Niewątpliwie internet, nowe technologie i rozwój AI niosą wiele korzyści – jest to niekwestionowane. Ale paradoks czasów polega na równoczesności doświadczania korzyści oraz generowania i potęgowania się coraz silniejszych zagrożeń.
Skutki aktywnego uczestnictwa w życiu cyfrowym dla różnych grup społecznych są bardzo zróżnicowane. Od totalnego poddania się fali, do poczucia wykluczenia u starszych generacji.
Najmłodsi doświadczają całkowitego przeprogramowania dzieciństwa (koncepcja Jonathana Haidta), co może prowadzić do kruchości psychicznej młodych pokoleń – uzależnienia, osamotnienia, skłonności do samobójstw, okaleczeń, przemocowego charakteru zachowań, oswojenia patotreści jako normalnego żywiołu internetu i życia, algorytmów traumy płynących z przekazów wymuszających zachowania konsumenckie czy nastawionych na zdobycie uwagi za wszelką cenę. Towarzyszy temu olbrzymie przebodźcowanie, które tak naprawdę redukuje możliwości poznawcze i uruchamia życie w nieustannie „grzejących się” emocjach.
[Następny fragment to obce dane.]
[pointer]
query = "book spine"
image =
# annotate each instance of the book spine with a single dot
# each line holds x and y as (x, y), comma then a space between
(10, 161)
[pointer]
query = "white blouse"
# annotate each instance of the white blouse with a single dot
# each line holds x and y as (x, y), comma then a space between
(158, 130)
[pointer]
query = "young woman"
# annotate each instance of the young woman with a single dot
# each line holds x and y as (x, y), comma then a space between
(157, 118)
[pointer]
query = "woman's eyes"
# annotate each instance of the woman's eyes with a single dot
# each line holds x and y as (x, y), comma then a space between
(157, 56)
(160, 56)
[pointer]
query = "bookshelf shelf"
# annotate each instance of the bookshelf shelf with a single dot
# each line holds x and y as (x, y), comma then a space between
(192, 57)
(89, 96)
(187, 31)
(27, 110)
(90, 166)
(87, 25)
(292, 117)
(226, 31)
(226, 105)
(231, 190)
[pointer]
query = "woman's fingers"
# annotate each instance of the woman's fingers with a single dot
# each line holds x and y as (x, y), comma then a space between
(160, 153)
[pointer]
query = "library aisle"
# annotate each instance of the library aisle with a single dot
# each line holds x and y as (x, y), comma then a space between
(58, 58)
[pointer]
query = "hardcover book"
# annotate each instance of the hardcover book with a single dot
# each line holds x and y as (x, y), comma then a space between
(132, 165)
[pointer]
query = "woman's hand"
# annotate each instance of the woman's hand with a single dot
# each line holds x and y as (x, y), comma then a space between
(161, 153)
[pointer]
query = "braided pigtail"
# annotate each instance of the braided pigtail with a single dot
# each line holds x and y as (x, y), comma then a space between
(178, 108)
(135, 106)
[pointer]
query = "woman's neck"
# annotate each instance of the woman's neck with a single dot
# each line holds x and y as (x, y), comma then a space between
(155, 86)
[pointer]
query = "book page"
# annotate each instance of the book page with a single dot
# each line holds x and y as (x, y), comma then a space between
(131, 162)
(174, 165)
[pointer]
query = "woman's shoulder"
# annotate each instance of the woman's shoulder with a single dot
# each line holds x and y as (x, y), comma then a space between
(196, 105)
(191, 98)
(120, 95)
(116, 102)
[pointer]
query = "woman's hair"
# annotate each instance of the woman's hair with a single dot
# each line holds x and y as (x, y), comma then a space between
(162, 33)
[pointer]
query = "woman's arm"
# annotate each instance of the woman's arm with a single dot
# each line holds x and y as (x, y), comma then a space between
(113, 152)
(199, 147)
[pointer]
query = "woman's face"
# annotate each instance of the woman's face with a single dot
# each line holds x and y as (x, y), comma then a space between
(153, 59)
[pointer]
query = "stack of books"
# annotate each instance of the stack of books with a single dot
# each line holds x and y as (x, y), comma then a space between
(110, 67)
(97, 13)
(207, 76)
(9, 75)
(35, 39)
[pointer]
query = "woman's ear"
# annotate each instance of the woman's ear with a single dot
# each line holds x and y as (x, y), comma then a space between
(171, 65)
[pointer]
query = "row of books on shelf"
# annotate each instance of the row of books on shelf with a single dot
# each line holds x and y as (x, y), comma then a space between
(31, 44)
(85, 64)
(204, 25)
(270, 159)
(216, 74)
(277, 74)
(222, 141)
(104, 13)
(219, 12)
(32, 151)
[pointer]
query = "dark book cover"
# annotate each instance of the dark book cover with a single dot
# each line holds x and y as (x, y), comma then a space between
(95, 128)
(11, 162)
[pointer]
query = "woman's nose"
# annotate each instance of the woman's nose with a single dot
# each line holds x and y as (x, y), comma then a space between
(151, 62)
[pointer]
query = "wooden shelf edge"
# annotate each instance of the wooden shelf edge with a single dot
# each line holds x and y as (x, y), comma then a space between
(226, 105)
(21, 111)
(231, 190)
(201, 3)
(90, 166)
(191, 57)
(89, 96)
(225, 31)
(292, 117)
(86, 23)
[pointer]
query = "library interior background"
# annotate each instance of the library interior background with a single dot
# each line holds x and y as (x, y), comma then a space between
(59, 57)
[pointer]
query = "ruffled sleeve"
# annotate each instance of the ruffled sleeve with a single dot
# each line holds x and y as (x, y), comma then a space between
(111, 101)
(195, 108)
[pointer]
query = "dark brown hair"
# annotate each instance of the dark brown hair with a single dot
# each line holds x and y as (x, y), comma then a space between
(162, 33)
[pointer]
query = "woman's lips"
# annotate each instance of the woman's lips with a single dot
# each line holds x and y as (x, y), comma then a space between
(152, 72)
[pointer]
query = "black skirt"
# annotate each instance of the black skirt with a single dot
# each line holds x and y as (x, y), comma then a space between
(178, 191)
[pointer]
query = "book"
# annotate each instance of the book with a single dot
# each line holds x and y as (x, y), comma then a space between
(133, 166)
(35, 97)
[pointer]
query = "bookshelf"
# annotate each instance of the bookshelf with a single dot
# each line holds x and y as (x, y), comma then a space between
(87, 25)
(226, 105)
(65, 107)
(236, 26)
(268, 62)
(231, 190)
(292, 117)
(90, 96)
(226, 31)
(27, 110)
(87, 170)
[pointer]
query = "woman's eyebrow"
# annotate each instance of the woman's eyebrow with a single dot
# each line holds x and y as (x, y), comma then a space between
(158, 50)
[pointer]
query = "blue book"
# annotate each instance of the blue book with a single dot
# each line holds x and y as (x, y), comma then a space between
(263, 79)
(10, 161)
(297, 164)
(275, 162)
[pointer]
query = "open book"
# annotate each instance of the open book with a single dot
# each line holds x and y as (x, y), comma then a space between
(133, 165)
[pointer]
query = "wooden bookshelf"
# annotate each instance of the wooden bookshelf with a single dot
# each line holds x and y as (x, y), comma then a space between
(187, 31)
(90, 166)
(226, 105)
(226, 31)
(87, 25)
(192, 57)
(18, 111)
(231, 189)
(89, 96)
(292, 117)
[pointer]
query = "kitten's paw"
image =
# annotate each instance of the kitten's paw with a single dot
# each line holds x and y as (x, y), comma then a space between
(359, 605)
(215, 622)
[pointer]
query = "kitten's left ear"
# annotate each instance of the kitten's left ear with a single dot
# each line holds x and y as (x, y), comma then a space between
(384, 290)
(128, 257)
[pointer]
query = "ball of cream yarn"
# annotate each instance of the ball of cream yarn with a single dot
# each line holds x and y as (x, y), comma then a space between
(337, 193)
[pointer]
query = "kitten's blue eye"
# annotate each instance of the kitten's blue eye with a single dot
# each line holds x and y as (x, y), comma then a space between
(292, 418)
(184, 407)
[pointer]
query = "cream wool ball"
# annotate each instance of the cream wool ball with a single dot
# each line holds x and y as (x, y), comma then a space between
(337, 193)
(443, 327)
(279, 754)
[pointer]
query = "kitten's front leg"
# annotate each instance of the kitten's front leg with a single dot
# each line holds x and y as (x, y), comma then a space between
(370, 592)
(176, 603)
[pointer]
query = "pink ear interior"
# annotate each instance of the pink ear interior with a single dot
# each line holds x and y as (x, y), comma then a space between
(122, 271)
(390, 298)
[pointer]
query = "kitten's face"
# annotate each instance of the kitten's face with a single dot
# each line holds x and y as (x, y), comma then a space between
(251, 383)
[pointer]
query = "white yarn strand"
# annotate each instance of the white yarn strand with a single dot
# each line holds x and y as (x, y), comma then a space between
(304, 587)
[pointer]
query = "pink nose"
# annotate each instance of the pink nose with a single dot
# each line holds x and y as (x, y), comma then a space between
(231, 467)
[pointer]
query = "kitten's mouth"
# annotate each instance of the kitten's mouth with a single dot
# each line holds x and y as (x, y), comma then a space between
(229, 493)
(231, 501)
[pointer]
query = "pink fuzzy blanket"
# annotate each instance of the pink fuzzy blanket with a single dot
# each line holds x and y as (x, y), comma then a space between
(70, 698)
Emocjonalizacja obrazów i języka pociąga za sobą emocjonalizację myślenia oraz zachowań. Rozum staje się albo bezradny albo zaczyna służyć tym wzorcom, bo bywa nagradzany zastrzykami dopaminy niosącej ukojenie, ale i ekscytację.
Nawigacja po świecie cyfrowym
Tak naprawdę obecnie młodzież formuje swoje postawy poprzez doświadczenie kulturowo radykalnie odmienne niż dwadzieścia lat temu. Ci, którzy w tym roku staną się pełnoletni, mają tyle lat, ile pierwszy iPhone wypuszczony na rynek przez Apple’a.
Czy będą pamiętać o świecie filmów, a nie tylko seriali, o świecie książek, a nie tylko krótkich postów, o świecie autorytetów, a nie tylko influencerów, o wspólnocie rozmowy z drugim człowiekiem, a nie wyłącznie powiadomieniach na ekranie smartfona jako dowodu na kontakt. I o świecie demokracji, a nie tylko politycznej rywalizacji przyjmującej formę populistycznego show?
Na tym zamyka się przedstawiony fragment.